In this expression, μ_ik denotes the subjective probability that person i assigns to feature k, and it depends on two parameters: the calibration δ_i describes the extent to which all subjective probabilities for the i-th person are biased towards some criterion value, specified by the parameter c_i. This calibration curve describes the systematic error associated with the i-th participant. However, to capture the idea that responses y_ik also reflect unsystematic noise, we assume that these responses are drawn from normal distribution with mean μ_ik, a standard deviation σ_i that is inversely related to the precision$1/\sqrt {\tau _{i}}$ of the i-th participant, truncated to lie in the range [0,1]:

$$y_{ik} \sim \text{TruncNorm}(\mu_{ik},{\sigma_{i}^{2}},0,1) $$

For any given participant, the key quantities are therefore the parameters that describe their calibration function (δ_i, c_i) and the precision parameter τ_i that characterizes the amount of noise in their responses. The model was implemented in JAGS (Plummer, 2003) and incorporated hierarchical priors over δ, c and τ: see Appendix for detail.

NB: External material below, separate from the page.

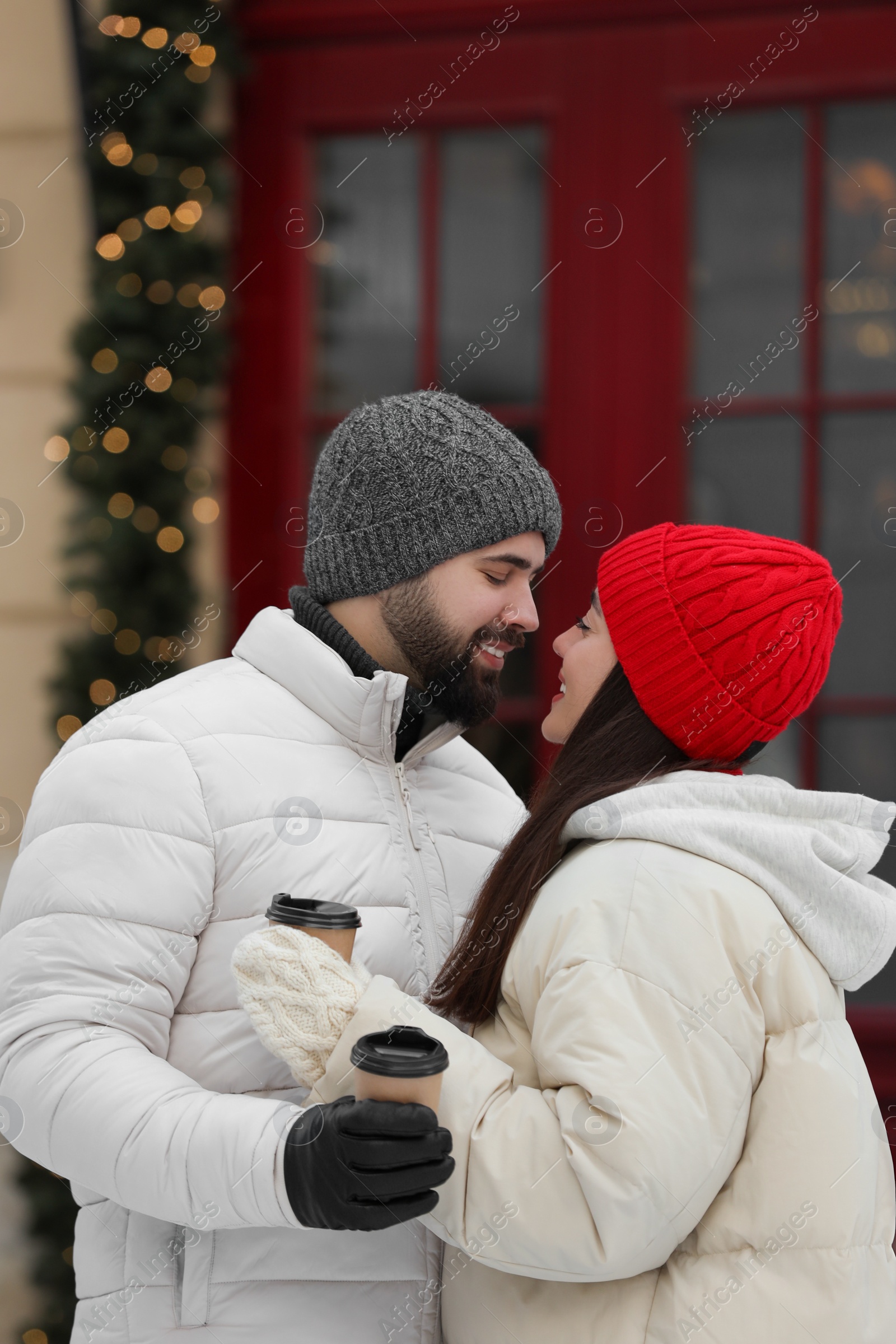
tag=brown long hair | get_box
[427,662,743,1024]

The critical characteristic of this model is that it allows us to distinguish systematic miscalibration from imprecise responding. To illustrate the importance of this distinction empirically, Fig. 4 displays the raw responses, average absolute error, estimated calibration curves and degree of response precision for six participants. As is clear from inspection, both sources of error matter: participants #3 and #21 are both extremely well calibrated, but they differ considerably in their precision. Participant #3 does not make fine-grained distinctions in their responding, and as a consequence they sometimes make very large errors (e.g., rating a feature that has probability .01 as having probability 1), whereas the responses from participant #21 tend to cluster much more tightly around the true value. Similarly, while the responses of participants #2 and #67 are almost as precise as those given by participant #21, neither one is particularly well calibrated and their responses are not strongly related to the true probabilities.

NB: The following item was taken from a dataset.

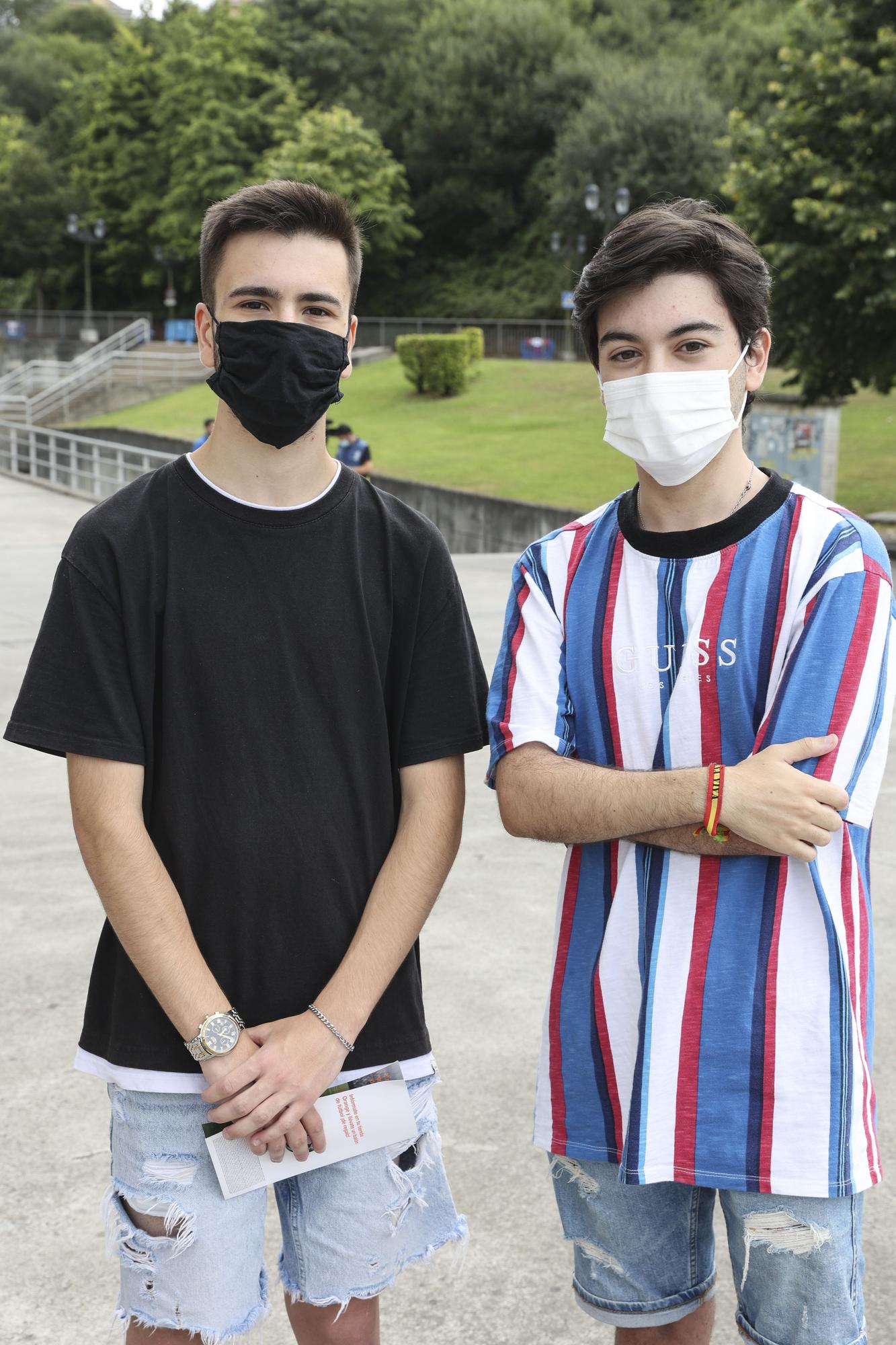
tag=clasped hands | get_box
[202,1013,345,1162]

Moreover, these plots highlight the manner in which the overall error rate is not always the best guide as to expertise. On the one hand, participant #21 has the lowest error rate due to the fact that they have good calibration and high precision; and conversely, participant #81 has very high error due to their poor calibration and low precision. On the other hand, the imprecise responding of participant #3 leads to a very high error rate despite being very well calibrated. Arguably the responses of participant #3 reflect the ground truth better than participant #67—who always provides responses in the middle of the range—even though the latter has a much lower error.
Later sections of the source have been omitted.